Upon further inspection, a piece of broken gear is the culprit of not wanting to make a full rotation. It seemed to work decent by hand so I put it back together to see if I could get the Dana to shift. Took me a minute to figure the cables out, but it didn’t want to work properly... I’ll be looking for a Dana replacement in the future. If anyone has one or parts, lemme know!


















It would stay in gear up front so I decided to air up the rear tire, throw a front one on and see what it would do!

It shifted through all 5 gears flawlessly! Pretty neat! Actually seemed to be a pretty nice ride. Definitely need to figure out brakes....


----------



## marching_out (Aug 9, 2021)

Glad to hear you got at least the Tokhiem working. Sorry to hear about the Dana. I'll let you know on the Corvette fork!


----------



## RustyHornet (Aug 9, 2021)

marching_out said:


> Glad to hear you got at least the Tokhiem working. Sorry to hear about the Dana. I'll let you know on the Corvette fork!



Haha! Love it! I’ll get the Dana going, may have to find another unit for parts, but I’ll get it doing!


----------



## non-fixie (Aug 10, 2021)

Wow!

Thanks for posting this. From a European point of view this is a mind-blowing piece of kit. An actual gearbox on a bike? 

How much does it weigh, if one may ask?


----------



## juvela (Aug 10, 2021)

non-fixie said:


> Wow!
> 
> Thanks for posting this. From a European point of view this is a mind-blowing piece of kit. An actual gearbox on a bike?
> 
> How much does it weigh, if one may ask?




-----

found meself wondering the same thing  🤔

that looks like a whole lotta metal inside the Dana unit

wondering if the correct unit of measurement might be stone rather than pounds or kilos...  😉


-----


----------



## RustyHornet (Aug 10, 2021)

non-fixie said:


> Wow!
> 
> Thanks for posting this. From a European point of view this is a mind-blowing piece of kit. An actual gearbox on a bike?
> 
> How much does it weigh, if one may ask?

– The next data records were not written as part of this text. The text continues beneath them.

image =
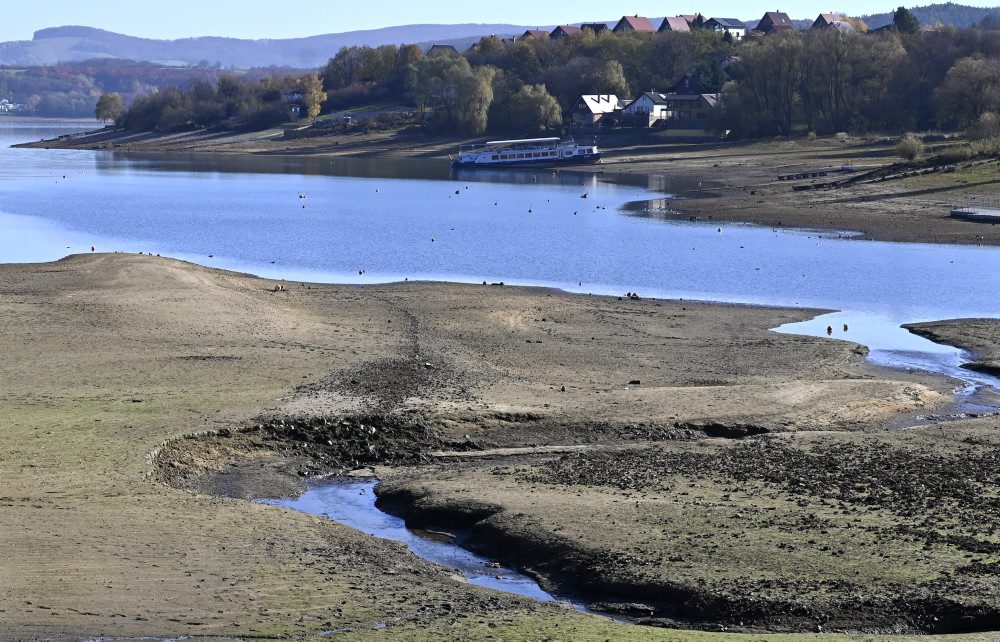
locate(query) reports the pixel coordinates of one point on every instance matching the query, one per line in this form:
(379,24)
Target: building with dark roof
(735,28)
(775,22)
(629,24)
(596,27)
(537,34)
(676,23)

I’ll have to weigh the bike! It’s heavy! The Dana unit itself isn’t that bad, the case is aluminum.


----------



## cyclingday (Aug 10, 2021)

Wow!
It’s too bad the Human Being is so inefficient as a power source, otherwise that rig looks pretty tough.
When you start putting that much friction under your feet, you better have a little more horsepower than old Homo sapiens can muster.


----------



## Oilit (Aug 10, 2021)

So you have five gears in the back and three in front, or 18 possible speeds? I hadn't thought of it until you mentioned it, but where ARE the brakes? If the Tokheim has a brake, it's not real obvious.


----------



## RustyHornet (Aug 10, 2021)

Oilit said:


> So you have five gears in the back and three in front, or 18 possible speeds? I hadn't thought of it until you mentioned it, but where ARE the brakes? If the Tokheim has a brake, it's not real obvious.



My calculations count 15 gears. Right now there are no brakes... It had a drum brake in the front, but it didn’t come with it to me.


----------



## Oilit (Aug 10, 2021)

RustyHornet said:


> My calculations count 15 gears. Right now there are no brakes... It had a drum brake in the front, but it didn’t come with it to me.

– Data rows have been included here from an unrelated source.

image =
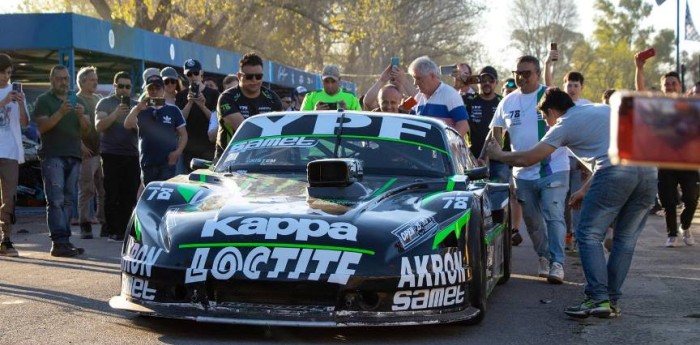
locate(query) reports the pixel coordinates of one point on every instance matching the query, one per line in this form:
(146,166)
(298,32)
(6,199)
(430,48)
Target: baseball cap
(331,71)
(147,73)
(191,65)
(169,73)
(490,71)
(154,79)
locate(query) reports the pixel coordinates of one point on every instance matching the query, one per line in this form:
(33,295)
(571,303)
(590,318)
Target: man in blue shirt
(162,134)
(435,98)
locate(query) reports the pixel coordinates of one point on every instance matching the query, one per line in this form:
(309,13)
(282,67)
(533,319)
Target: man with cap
(299,94)
(161,131)
(332,96)
(240,103)
(197,104)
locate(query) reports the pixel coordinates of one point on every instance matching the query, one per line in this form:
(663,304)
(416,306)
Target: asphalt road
(47,300)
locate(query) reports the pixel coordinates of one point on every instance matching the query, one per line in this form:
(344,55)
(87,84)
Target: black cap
(192,65)
(154,79)
(490,71)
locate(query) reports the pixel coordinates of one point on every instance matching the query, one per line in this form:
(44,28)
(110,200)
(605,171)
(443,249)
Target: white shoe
(688,237)
(671,241)
(556,274)
(543,268)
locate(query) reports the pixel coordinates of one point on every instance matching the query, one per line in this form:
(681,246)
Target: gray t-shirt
(116,139)
(585,130)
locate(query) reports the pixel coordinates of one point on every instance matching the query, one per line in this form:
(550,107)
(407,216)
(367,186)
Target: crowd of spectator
(549,144)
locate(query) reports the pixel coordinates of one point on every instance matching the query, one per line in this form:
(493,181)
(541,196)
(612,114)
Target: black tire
(477,261)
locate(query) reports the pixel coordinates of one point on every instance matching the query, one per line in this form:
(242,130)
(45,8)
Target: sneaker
(86,231)
(516,239)
(556,274)
(688,237)
(589,307)
(65,250)
(615,310)
(7,249)
(543,268)
(569,241)
(671,242)
(115,238)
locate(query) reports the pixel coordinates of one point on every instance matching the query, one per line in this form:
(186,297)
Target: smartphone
(126,100)
(473,79)
(156,102)
(395,61)
(332,106)
(448,70)
(647,54)
(553,46)
(72,98)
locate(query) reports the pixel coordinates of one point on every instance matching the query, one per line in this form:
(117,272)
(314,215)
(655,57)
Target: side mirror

You're correct, 15. I was hoping I could fix that before somebody noticed. Oh well. So is there a plan for the brakes?


----------



## RustyHornet (Aug 10, 2021)

Oilit said:


> You're correct, 15. I was hoping I could fix that before somebody noticed. Oh well. So is there a plan for the brakes?



Haha! No biggie!

Right now no plan for brakes. I am going to transplant this Tokheim unit to a different frame and enjoy it, probably incorporate rim brakes. When I locate anyone we Dana unit or some parts, I’ll swap that on the bike at that time. Riding this one like this, it had a very mechanical feel and was very neat. I think it would be really cool to have some unique braking too. Perhaps rod brakes from a British bike??


----------



## Goldenrod (Aug 10, 2021)

RustyHornet said:


> I just had to tonight... the rear seemed to roll and want to work. The Dana had some parts removed and looked to be the reason this was parked.
> 
> Upon further inspection, a piece of broken gear is the culprit of not wanting to make a full rotation. It seemed to work decent by hand so I put it back together to see if I could get the Dana to shift. Took me a minute to figure the cables out, but it didn’t want to work properly... I’ll be looking for a Dana replacement in the future. If anyone has one or parts, lemme know!
> 
> ...




This is the most interesting piece of bike history on the page.  Thanks for posting and doing the view of the inside.


----------



## GTs58 (Aug 10, 2021)

Goldenrod said:


> This is the most interesting piece of bike history on the page.  Thanks for posting and doing the view of the inside.




And everyone says the Varsity is heavy. With all the hardware what does that weigh, thirty pounds?  😂


----------



## Oilit (Aug 11, 2021)

Goldenrod said:


> This is the most interesting piece of bike history on the page.  Thanks for posting and doing the view of the inside.



+1. I found the gearbox interesting too. It looks like the crank drives the three "suns", the "planets" drive the chain ring, and you select the gear by locking one of the outer rings in place, if I've got it right. Nobody can claim they copied Sturmey-Archer!


----------



## RustyHornet (Aug 11, 2021)

Goldenrod said:


> This is the most interesting piece of bike history on the page.  Thanks for posting and doing the view of the inside.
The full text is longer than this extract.